Jacob Holdt
Né en 1947 au Danemark, Holdt est un photographe typiquement atypique : venu à la photographie par hasard, sans présupposés artistiques ou esthétiques. Il débarque au Canada en 1969, achète un appareil photo à 30 dollars pour donner corps aux lettres qu’il envoie à sa famille au pays, dans lesquelles il raconte la pauvreté et la violence de l’Amérique.
L’histoire veut qu’il quitte le pays, chassé par son père, avec la ferme intention de rejoindre Salvador Allende, au Chili, et soutenir son projet révolutionnaire. Passant bizarrement par le Canada pour ce faire, il va entamer une traversée des Etats unis. Il y reste finalement 5 ans, écrivant un incroyable road movie dans lequel Allende n’aura au final pas sa place.
Hippie fini, barbu naïf ouvert à toutes les expériences, il va aimer tout le monde, riches, pauvres, noirs, blancs, indiens, latinos, hommes, femmes, adolescentes nubiles. Il achète un appareil bas de gamme, et photographie avec le même candeur et la même platitude ce qu’il rencontre.

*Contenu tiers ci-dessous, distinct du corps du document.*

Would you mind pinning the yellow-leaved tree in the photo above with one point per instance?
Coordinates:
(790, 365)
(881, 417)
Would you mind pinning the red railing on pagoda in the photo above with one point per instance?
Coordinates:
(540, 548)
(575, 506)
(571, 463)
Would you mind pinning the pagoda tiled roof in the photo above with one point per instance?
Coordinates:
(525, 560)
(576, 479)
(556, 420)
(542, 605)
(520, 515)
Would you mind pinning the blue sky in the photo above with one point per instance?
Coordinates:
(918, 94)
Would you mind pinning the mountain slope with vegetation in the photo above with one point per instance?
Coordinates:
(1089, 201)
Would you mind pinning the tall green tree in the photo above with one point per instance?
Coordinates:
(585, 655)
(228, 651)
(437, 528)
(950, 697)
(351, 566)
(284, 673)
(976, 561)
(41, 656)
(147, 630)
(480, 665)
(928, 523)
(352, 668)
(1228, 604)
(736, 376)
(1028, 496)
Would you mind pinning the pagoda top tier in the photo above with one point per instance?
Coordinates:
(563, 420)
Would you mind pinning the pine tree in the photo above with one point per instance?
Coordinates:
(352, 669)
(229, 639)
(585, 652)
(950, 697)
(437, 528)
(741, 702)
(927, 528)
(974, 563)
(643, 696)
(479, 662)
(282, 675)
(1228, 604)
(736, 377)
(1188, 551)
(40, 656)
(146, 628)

Sa bonne éducation, sa blancheur, son éducation religieuse et cette même candeur baba vont lui permettre une mobilité sociale inestimable pour son expérience personnelle et son travail de photographe, et traverser l’Amérique a avec un tel personnage tout son sens.
Ce qu’il rencontre est principalement la pauvreté, le quotidien sordide des couches les plus basses de l’Amérique de Nixon. Des noirs, beaucoup de noirs, nus, habillés, sales ou propres, prostitués et affamés. Et de la drogue, des armes, des balieues et des squats de centre-ville, des morts, toute la violence qui accompagne traditionnellement la vie quand elle est dure. Mélangé à tout ça, il y a de l’amour aussi, des baisers, de la tendresse, des coucheries, dont il garde la trace comme Nan Goldin quelque part ailleurs, le fait au moment même.
Holdt photographie sans prétention artistique, mais sans fausses maladresses non plus : quand il peut faire un petit effet, il ne s’en prive pas. Il photographie au départ "comme tout le monde", une photographie de proximité, sauf que pour lui tout le monde est proche. Son regard s’aiguise au cours de son parcours et certaines de ses images ont des qualités de composition, une attention au l’action et au moment du déclenchement, un sens de la lumière.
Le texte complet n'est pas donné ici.